Repository files navigation

Repository for preliminary analysis of single-cell RNA sequencing data using R

This repository contains the instructions to create the expected directory structure, pull down a Singularity container, and to run a Seurat pipeline that will integrate multiple samples into one dataset.

Purpose: facilitate the generation of uniform preliminary analysis across projects and promote an understanding of the computational steps involved in scRNA-seq analysis.

Order of operations:

To use this repository, you will need to clone the repo to your working space, pull down a Singularity container with required software pre-installed, and provide count matrices as an input.

  1. Get the scripts
  2. Collect count matrices
  3. Collect the container
  4. Test the software container
  5. Load in data and plot QC parameters
  6. Set thresholds and create a metadata file
  7. Modify the provided .sbatch file and submit the job

Set up the directory structure and get scripts

There are several ways to clone the repository (including through GitHub Desktop), but for today we will be using Git command line.

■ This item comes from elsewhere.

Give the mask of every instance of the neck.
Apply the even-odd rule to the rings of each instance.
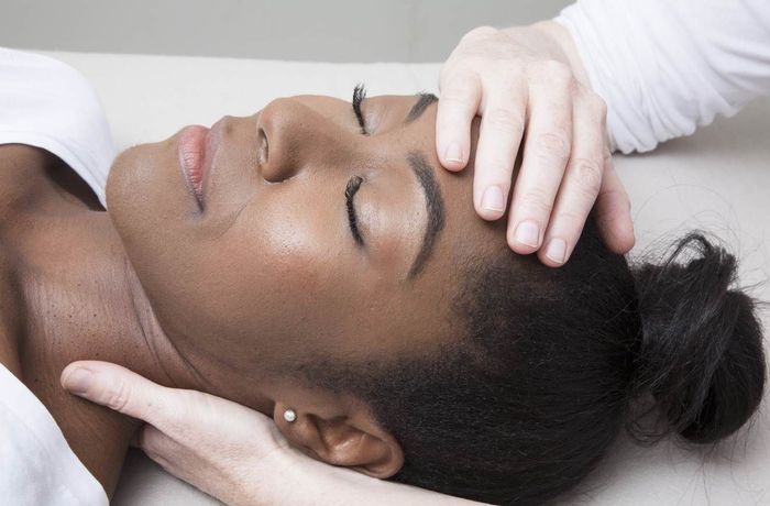
[[[54,220],[14,241],[24,258],[16,273],[22,381],[111,495],[139,424],[67,394],[58,381],[63,369],[103,360],[167,386],[206,385],[158,326],[107,213],[80,210]]]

A general note: If working on Alpine, it would be ideal to clone this to a Peta Library allocation, but if that is not available Scratch or Projects directories will also work. If using Scratch please note that data is deleted every 90 days, so you will need to complete regular backups and if using Projects there is limited storage (250 GB), so there may not be sufficient room to complete the analysis.

For the purposes of today we will be working in scratch in a directory called scrna-analysis.

#make directory and navigate there
mkdir -p /scratch/alpine/$USER/scrna-analysis/
cd /scratch/alpine/$USER/scrna-analysis/

#clone the repo
git clone https://github.com/dyammons/scrna-scripts.git

#navigate into the repo
cd scrna-scripts

For ease of creating the required output directories the build_dir.sh file is provided. This short script will generate the necessary output directories and subfolders for each major cell type.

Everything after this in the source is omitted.